Natsuki:ちょうど事務所から独立してこれから自分たちでやっていくタイミングで、何か1曲出したいなというのをメンバーで話していて、Daikiさんの家でみんなでパソコンに向かって、こんな曲がいいんじゃないかみたいなのを話しながら、打ち込みながら作っていったんですよね。そこで作っていったのが「Hands」で、そこからそういう作り方をすることが増えてった気がします。

-新しいことで、楽しさややりやすさもあった感覚ですか。

Daiki:というよりは、みんなが何をしたいかがよく分かったかな。それまでは僕がやりたいことを詰め込んでそれをみんなに伝えていく形だったし、プロデューサーや制作チームと主に東京で楽曲作りをする感じだったんですけど。独立をして自分たちでやるしかないってなったときに、一回みんながどういう音楽をしたいのかを知るためにみんなでやってみようかという。そのときに気付いたことは多かったですね。

-LOCAL CONNECTってこんなこともできるんだ、と。

Daiki:そうですね。僕になかった発想とか、ここ数年は結構ピコピコした音とかも入っているんですけど、それまでは自分たちが持つ楽器以外の音はほとんど入れなかったんです。こんな音どうかな? みたいな話が出たときに、打ち込みとかしたことないけどやってみようかなって作ったのが「Hands」やったので、「Hands」は"LOCAL CONNECT、新しくなったな"と言われるような曲だったと思いますね。

-バンドで作ってるんだっていう意識もより芽生えますね。

Daiki:一体感がありましたね。「Hands」は作詞作曲はISATOで、ISATOが持ってきた歌詞と鼻歌から広げていった感じなんですけど、全く違うものができたなっていう。

-ISATOさんは普段の曲作りは、今もそういう感じですか。

ISATO:変わらず、鼻歌のみですね(笑)。ずっとDaikiに頼りっぱなしで、もちろん彼が書く曲が最高やと思っているんですけど、どこかでチャレンジしてないというか、携わろうとしてない自分がいたことに、メジャーを離れたときにすごく感じて。曲を書いてみようかなということで鼻歌でこの「Hands」を持っていったんです。もちろんそんな簡単に曲が通らないと思ってたんですけど、キャッチーやなってみんなが言ってくれて。じゃあ2番以降も作ろうとなったんですけど、もちろん曲を作ったことがないので発想もないですし、難しいなって思ってみんなに相談したら、いい流れを組んでくれて気付けば自分が想像した以上のものができたんです。
だから作詞作曲は僕の名前になってますけど、ほんま(当時の)5人で作った再出発の曲やなっていう気持ちで。改めてメンバーをリスペクトした瞬間でしたね。おもろー! ってなりました(笑)。

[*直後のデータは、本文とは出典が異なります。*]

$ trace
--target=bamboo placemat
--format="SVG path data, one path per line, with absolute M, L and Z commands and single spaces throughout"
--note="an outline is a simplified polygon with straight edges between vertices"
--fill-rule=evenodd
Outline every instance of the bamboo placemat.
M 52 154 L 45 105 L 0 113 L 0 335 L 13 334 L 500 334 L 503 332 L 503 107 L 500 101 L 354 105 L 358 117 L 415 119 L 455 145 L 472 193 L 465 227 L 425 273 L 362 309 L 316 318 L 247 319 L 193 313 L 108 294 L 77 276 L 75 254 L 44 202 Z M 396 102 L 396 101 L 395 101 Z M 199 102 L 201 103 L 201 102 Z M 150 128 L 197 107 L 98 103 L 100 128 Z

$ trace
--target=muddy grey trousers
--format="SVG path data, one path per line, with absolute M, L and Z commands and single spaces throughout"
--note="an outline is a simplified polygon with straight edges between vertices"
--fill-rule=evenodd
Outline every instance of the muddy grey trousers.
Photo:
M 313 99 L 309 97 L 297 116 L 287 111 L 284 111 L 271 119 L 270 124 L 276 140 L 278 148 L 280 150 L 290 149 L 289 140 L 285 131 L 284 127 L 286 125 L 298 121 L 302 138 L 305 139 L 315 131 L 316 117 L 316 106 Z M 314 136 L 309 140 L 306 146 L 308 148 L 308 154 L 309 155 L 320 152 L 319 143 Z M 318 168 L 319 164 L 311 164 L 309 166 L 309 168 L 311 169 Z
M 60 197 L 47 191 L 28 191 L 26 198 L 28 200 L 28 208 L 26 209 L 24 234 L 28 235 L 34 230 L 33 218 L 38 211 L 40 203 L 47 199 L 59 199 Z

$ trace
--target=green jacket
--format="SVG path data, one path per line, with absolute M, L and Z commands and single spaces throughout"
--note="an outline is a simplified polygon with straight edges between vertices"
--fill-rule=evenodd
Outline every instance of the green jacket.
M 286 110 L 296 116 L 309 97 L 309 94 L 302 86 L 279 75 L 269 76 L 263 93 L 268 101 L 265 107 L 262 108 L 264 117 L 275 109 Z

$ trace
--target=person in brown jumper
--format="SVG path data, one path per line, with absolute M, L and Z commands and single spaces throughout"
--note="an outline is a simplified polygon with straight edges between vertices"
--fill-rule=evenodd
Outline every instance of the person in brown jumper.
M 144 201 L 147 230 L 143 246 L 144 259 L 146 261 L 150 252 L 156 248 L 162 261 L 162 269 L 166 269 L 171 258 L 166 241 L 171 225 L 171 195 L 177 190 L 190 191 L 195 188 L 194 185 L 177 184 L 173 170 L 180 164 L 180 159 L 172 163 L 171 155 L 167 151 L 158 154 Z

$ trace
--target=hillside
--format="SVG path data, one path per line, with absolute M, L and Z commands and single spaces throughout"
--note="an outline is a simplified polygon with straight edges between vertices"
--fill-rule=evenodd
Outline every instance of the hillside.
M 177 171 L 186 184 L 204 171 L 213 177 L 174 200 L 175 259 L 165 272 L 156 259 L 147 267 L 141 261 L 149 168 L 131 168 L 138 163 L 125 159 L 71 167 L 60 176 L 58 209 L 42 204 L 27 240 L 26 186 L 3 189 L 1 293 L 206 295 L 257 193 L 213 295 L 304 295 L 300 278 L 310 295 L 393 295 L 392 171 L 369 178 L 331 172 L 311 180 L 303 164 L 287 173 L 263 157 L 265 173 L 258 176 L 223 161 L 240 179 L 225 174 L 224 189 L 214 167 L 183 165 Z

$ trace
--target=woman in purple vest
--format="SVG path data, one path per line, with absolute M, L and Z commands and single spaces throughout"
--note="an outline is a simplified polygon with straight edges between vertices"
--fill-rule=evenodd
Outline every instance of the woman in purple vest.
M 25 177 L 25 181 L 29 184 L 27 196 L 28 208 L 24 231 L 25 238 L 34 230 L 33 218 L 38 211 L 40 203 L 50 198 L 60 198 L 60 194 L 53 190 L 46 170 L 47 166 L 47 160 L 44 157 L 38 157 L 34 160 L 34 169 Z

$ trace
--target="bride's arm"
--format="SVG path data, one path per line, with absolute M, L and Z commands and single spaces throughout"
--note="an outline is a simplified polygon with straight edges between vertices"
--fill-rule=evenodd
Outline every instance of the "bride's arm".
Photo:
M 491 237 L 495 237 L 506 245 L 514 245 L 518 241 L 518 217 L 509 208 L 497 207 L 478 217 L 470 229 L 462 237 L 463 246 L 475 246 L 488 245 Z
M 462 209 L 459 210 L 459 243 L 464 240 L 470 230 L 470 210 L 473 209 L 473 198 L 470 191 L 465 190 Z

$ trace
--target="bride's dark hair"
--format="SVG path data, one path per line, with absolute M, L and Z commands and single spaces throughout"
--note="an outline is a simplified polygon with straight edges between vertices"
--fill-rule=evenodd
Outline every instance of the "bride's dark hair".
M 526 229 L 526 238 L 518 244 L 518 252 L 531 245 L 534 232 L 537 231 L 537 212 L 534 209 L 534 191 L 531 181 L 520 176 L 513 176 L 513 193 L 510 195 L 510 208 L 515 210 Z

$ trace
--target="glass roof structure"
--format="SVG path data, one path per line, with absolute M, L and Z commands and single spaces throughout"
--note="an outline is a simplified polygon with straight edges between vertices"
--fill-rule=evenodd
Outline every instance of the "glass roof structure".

-本当にいいきっかけだったんですね、Daikiさん、ISATOさんそれぞれが書く曲が増えていきましたが、お互いが見ている景色はやっぱり一緒だなと思うことはありますか。

Daiki:共感することが多いですね。それは一緒にバンドをやってきたなかで培ってきたものや、目指すものが同じやったというのがデカいかなって思いました。あとはやっぱり、彼自身鼻歌でって言ってましたけど、メロディと歌詞を書くことに集中してはるのでその質がすごくいいんですよね。逆に、僕は結構アレンジをすることも勉強し出して知識も得ながら、例えばこういうビートで始めようかなとかいろんな作り方をしているんですけど、0から1を生み出すことに集中しているISATOのものがすごいなって思う瞬間が多くて。ISATOの書いた歌詞がメインの曲になることがわりと多いんですけど、すごくいい傾向にあるかなと思います。肉付けはこっちでしたらいいし、0から1にするその骨の部分が大事になるので。ISATOからボイスメモで送られてきたときに結構ワクワクするんですよね。

-自分たちでやるようになってからは、主催するイベント等ライヴはもちろん、視野が広がってる感覚が歌詞や音楽にも出ていますよね。より対象が見えるようになっているというか。よりお客さんも参加できる曲、シンガロングするような曲も増えているように思います。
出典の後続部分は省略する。